Według badań opinii publicznej z ostatnich dwóch tygodni, sytuacja w nowym parlamencie nie będzie inna niż poprzednio. Sondażownie Market Links, Mediana, Alpha Research prognozują, że do Zgromadzenia Narodowego wejdzie siedem partii. Jedynie ośrodek Gallup Bolkan Int., który kilka tygodni temu zmienił właściciela, zakłada, że będzie to dziewięć ugrupowań, lecz taki wynik wyborów wydaje się mało prawdopodobny.
Według wszystkich sondaży największe poparcie (22-24 proc. głosów) zdobędzie centroprawicowy GERB (Obywatele na rzecz Europejskiego Rozwoju Bułgarii), na czele którego stoi były premier Bojko Borisow.
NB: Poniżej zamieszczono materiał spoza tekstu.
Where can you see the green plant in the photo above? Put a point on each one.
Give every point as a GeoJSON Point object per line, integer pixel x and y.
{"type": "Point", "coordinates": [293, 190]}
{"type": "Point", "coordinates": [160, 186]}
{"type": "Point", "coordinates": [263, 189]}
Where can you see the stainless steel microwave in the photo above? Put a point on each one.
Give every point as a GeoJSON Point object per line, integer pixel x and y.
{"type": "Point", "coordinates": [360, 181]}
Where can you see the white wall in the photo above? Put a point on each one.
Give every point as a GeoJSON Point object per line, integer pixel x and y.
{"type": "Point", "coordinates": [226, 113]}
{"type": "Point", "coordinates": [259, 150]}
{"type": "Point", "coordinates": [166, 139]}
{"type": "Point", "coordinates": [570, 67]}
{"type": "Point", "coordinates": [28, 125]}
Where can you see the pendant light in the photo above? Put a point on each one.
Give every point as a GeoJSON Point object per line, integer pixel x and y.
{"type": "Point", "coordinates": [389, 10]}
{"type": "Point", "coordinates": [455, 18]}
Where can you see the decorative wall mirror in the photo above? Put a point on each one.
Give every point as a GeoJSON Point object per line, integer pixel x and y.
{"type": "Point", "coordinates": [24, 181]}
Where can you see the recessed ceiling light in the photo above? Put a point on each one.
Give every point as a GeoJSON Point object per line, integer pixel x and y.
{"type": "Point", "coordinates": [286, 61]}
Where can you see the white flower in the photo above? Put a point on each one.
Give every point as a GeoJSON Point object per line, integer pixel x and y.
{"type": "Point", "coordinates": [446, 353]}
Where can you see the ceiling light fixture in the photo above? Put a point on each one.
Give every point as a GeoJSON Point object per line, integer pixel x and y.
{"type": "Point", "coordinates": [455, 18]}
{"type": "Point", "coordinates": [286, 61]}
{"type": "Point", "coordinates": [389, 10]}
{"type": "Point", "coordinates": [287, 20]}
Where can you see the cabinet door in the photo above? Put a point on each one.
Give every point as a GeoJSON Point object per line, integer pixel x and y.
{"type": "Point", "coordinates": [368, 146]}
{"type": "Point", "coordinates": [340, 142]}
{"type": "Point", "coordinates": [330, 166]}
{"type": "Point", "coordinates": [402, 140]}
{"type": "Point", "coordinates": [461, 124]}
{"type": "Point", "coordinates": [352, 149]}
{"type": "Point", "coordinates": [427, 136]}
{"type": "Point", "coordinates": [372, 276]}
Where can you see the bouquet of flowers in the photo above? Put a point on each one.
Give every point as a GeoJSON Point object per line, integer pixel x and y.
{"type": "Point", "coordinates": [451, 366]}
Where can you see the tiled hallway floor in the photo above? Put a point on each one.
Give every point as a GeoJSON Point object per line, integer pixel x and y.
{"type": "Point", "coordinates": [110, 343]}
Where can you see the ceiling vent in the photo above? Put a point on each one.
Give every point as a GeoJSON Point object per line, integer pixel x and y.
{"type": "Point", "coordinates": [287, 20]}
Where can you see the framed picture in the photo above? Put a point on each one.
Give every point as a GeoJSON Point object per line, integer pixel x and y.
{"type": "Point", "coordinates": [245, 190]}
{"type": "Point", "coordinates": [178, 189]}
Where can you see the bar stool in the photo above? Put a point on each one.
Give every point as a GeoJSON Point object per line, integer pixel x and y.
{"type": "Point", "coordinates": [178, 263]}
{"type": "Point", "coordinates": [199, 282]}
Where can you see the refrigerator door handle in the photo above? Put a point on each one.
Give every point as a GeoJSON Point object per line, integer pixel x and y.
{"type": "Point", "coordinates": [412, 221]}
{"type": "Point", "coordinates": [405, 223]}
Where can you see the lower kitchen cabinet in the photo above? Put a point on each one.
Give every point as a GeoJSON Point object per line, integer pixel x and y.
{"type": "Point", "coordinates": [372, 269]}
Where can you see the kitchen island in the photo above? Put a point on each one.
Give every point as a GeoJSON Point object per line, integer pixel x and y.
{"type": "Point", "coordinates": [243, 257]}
Na drugim miejscu może uplasować się albo centrowa partia Kontynuujemy Zmiany-Demokratyczna Bułgaria (16-17 proc.), albo nacjonalistyczne ugrupowanie Wazrażdane ze zbliżonym odsetkiem głosów.
Po wewnętrznym konflikcie w tureckim Ruchu na rzecz Praw i Swobód latem powstały dwie partie – Alians na rzecz Praw i Swobód pod kierownictwem historycznego przywódcy ruchu Achmeda Dogana oraz Ruch na rzecz Praw i Swobód oligarchy Deliana Peewskiego. Według prognoz to one mają zająć kolejne miejsca. Lewicowa Bułgarska Partia Socjalistyczna prawdopodobnie zajmie szóstą pozycję z około 7-procentowym poparciem. Ostatnią siłą najpewniej będzie partia Jest Taki Naród showmana Sławiego Trifonowa.
Obserwatorzy nie wykluczają kolejnych wyborów wiosną 2025 r.
Ponad 12 tys. lokali wyborczych w kraju i 800 za granicą zostało otwartych w niedzielę o godz. 7 rano (godz. 6 w Polsce). Głosowanie potrwa do godz. 20 czasu miejscowego (godz. 19 czasu polskiego), kiedy należy spodziewać się pierwszych wyników sondażowych (exit poll). Porządek w dniu wyborów zapewnia w kraju około 15 tys. policjantów.